To sign up to receive electronic updates about the NHLPA program, please visit the GSA Office of Real Property Utilization and Disposal.
Administering the NHLPA involves several Federal and State agencies that play different roles in transferring surplus historic light stations to new owners:
- The U.S. Coast Guard (USCG), and other Federal agencies, identify and report historic light stations to be excessed through the NHLPA process. These agencies also make available condition reports, maintenance records, and related documentation on these properties to the other agencies involved in the process as well as to prospective applicants.
- The General Services Administration (GSA) issues Notices of Availability (NOA) on historic light stations available for transfer, and works with the USCG to arrange open houses at the properties. In addition, GSA initiates Section 106 review with State Historic Preservation Officers, conducts environmental reviews in compliance with the National Environmental Policy Act (NEPA) and the Coastal Zone Management Act as applicable, and develops and executes conveyance documents. In the event that no applicant is approved to receive the historic light station, GSA may sell the property in accordance with procedures outlined in NHLPA (54 USC 305106) (formerly at 16 USC 470w-8).

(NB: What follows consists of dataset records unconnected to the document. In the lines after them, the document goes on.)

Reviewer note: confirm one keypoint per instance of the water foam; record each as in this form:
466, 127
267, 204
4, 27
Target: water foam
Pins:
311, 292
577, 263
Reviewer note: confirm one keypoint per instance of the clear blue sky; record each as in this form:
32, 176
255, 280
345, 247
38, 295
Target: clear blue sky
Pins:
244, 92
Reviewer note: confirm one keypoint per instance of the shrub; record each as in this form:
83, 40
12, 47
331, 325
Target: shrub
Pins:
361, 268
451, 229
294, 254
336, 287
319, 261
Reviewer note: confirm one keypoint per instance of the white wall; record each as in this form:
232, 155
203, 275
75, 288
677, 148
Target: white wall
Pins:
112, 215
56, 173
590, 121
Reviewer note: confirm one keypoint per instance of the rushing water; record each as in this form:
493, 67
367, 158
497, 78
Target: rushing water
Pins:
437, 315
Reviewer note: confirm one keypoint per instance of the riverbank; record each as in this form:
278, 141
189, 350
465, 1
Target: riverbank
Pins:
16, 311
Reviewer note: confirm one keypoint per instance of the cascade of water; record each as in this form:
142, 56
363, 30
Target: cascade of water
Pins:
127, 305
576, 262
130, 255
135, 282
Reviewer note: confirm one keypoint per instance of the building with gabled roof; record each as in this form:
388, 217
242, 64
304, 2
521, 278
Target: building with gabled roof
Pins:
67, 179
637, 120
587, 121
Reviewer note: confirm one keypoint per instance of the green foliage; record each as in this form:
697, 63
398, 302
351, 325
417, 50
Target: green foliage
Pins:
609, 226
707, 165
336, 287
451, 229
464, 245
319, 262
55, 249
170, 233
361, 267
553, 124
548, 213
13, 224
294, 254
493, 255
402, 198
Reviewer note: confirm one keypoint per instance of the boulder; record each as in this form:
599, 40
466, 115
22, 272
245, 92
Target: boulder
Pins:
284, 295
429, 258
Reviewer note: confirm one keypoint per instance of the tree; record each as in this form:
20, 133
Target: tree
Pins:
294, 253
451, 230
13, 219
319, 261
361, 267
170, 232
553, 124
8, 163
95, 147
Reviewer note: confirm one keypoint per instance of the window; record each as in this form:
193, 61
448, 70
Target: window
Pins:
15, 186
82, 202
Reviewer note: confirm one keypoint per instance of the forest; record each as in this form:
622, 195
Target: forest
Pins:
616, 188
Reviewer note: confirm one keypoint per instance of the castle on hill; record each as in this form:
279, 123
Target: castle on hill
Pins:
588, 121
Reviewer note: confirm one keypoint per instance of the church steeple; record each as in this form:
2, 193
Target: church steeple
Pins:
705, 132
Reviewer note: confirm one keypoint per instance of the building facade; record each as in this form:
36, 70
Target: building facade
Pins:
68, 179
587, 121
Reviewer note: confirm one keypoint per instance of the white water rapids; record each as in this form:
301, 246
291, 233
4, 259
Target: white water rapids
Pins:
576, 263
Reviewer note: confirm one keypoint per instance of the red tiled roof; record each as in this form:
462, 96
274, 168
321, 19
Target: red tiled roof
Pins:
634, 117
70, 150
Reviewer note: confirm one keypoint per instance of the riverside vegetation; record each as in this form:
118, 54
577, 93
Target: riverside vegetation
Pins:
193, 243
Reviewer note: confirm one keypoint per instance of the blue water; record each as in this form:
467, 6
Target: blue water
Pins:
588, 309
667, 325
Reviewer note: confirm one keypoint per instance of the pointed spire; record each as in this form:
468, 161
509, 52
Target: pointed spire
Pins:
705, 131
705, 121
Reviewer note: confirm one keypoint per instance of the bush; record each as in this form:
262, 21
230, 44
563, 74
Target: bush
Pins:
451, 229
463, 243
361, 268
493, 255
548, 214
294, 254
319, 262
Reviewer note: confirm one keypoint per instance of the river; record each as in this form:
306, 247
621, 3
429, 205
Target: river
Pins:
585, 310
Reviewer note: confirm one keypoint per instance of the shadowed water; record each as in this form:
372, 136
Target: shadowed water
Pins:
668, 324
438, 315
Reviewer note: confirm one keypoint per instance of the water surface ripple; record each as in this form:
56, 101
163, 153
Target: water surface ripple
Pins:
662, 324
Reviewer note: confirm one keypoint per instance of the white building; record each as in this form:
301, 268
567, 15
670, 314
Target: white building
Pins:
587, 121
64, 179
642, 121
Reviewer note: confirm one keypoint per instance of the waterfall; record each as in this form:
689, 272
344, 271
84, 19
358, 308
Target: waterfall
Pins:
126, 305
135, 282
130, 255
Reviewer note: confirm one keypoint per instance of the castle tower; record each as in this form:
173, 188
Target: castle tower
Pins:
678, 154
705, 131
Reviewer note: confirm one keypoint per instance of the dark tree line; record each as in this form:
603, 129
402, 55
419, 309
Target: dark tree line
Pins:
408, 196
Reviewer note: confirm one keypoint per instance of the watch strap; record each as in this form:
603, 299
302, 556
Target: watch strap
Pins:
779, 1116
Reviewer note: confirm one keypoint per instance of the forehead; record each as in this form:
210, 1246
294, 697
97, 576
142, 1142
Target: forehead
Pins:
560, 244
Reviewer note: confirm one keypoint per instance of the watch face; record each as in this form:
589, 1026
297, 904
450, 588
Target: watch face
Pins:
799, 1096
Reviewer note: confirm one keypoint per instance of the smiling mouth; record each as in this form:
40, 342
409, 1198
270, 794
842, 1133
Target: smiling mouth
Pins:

- The National Park Service (NPS) of the Department of the Interior, acting on behalf of the Secretary of the Interior (Secretary), provides applications to interested parties, and reviews and evaluates submitted applications. The Secretary recommends a single suitable applicant to GSA or indicates that no suitable applicant was found.
- The State Historic Preservation Officers (SHPO) are consulted during the review of applications and after the transfer of ownership takes place (54 USC 305106) (formerly at 16 USC 470w-8).